Il giornalismo? Si fa con le gambe


Ettore Mo: «Difendo la testimonianza diretta, bisogna andare sul posto»

PAVIA. Nel giugno del 1962 un giovanotto si presenta da Piero Ottone, all’ufficio di corrispondenza del Corriere Della Sera di Londra. Vuole fare il giornalista, lascia tre articoli e l’itinerario per l’Estremo Oriente della nave su cui è imbarcato come steward. Arrivato a Hong Kong, il giovanotto trova una lettera di Ottone, gli comunica che sa tenere la penna in mano ed è «persona atta» a fare il giornalista.

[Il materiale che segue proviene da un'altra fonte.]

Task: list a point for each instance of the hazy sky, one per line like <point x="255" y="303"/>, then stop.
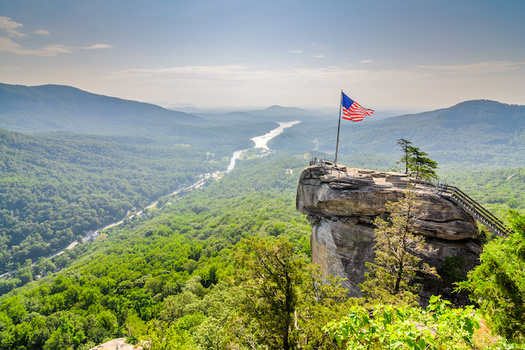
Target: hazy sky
<point x="385" y="54"/>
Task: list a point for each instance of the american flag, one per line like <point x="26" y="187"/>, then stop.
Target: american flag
<point x="354" y="111"/>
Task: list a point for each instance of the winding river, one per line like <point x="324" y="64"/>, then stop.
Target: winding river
<point x="259" y="141"/>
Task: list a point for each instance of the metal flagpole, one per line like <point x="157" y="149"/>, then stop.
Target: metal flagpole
<point x="338" y="128"/>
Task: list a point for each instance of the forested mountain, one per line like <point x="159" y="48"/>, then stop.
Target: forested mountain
<point x="56" y="107"/>
<point x="71" y="161"/>
<point x="470" y="135"/>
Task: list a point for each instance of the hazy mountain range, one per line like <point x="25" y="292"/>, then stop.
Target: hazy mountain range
<point x="476" y="133"/>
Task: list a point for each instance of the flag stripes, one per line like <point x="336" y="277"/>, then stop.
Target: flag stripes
<point x="354" y="111"/>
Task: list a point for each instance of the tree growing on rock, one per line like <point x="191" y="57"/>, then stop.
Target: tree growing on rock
<point x="417" y="161"/>
<point x="390" y="278"/>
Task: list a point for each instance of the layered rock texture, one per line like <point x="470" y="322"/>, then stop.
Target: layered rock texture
<point x="341" y="204"/>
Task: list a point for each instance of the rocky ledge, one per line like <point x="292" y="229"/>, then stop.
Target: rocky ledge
<point x="341" y="204"/>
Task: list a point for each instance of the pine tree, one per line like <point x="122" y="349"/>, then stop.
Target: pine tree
<point x="405" y="147"/>
<point x="390" y="277"/>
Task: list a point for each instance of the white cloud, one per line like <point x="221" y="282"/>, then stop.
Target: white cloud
<point x="479" y="68"/>
<point x="97" y="47"/>
<point x="7" y="45"/>
<point x="42" y="32"/>
<point x="10" y="26"/>
<point x="316" y="87"/>
<point x="8" y="23"/>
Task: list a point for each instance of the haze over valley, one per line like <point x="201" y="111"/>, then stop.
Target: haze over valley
<point x="194" y="221"/>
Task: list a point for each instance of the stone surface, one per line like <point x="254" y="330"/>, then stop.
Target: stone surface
<point x="341" y="204"/>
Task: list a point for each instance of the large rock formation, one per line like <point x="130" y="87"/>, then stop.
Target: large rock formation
<point x="341" y="204"/>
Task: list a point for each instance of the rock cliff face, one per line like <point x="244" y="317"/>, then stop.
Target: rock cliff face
<point x="341" y="204"/>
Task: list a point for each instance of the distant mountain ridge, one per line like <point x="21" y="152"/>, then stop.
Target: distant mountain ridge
<point x="58" y="107"/>
<point x="474" y="133"/>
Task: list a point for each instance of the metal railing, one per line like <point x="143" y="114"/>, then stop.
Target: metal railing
<point x="476" y="210"/>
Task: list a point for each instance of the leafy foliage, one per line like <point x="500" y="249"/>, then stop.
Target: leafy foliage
<point x="390" y="278"/>
<point x="498" y="283"/>
<point x="404" y="327"/>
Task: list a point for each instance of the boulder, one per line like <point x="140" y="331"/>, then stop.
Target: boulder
<point x="342" y="203"/>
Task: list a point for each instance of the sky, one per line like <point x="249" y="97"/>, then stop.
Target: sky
<point x="386" y="54"/>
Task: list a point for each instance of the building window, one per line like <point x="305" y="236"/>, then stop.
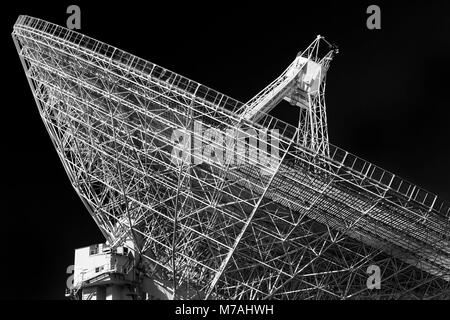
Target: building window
<point x="93" y="249"/>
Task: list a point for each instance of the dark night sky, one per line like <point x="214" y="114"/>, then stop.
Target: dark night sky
<point x="386" y="101"/>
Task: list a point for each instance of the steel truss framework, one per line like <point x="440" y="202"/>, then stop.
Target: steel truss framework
<point x="305" y="227"/>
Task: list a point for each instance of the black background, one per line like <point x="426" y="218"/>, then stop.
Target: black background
<point x="387" y="94"/>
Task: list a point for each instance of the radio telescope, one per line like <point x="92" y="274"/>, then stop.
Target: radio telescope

La carriera di Ettore Mo, 78 anni, inviato e firma di punta del Corriere, è iniziata così, dopo una serie di lavori da giramondo: istitutore di ciechi nel Vicentino (li faceva giocare a calcio mettendo i sassi nelle scatole di latta per orientarli con il rumore), insegnante di francese in Spagna, cameriere a Parigi a due passi dalla Sorbona, barista sull’isola di Jersey, lavapiatti a Stoccolma e cantante di night a Piteo, sotto il circolo polare, dove intonava «O’ sole mio», «Funiculì, funiculà», finchè non scoprirono che era senza permesso di soggiorno, infermiere nell’ospedale degli inguaribili di Londra. Infine marinaio sulle rotte dell’Estremo Oriente e l’approdo a Fleet Street, la via dei giornali di Londra, all’ufficio del Corriere. Nel 1979, Mo, viene spedito a Teheran (ci arriva in taxi da Ankara), in piena rivoluzione komeinista. E’ l’inizio della carriera da inviato che lo porterà su tutti i coflitti e sui luoghi più disparati e disperati del mondo, vincendo una quarantina di premi, tra cui l’Angelini nel 2006.

A Pavia è un po’ di casa?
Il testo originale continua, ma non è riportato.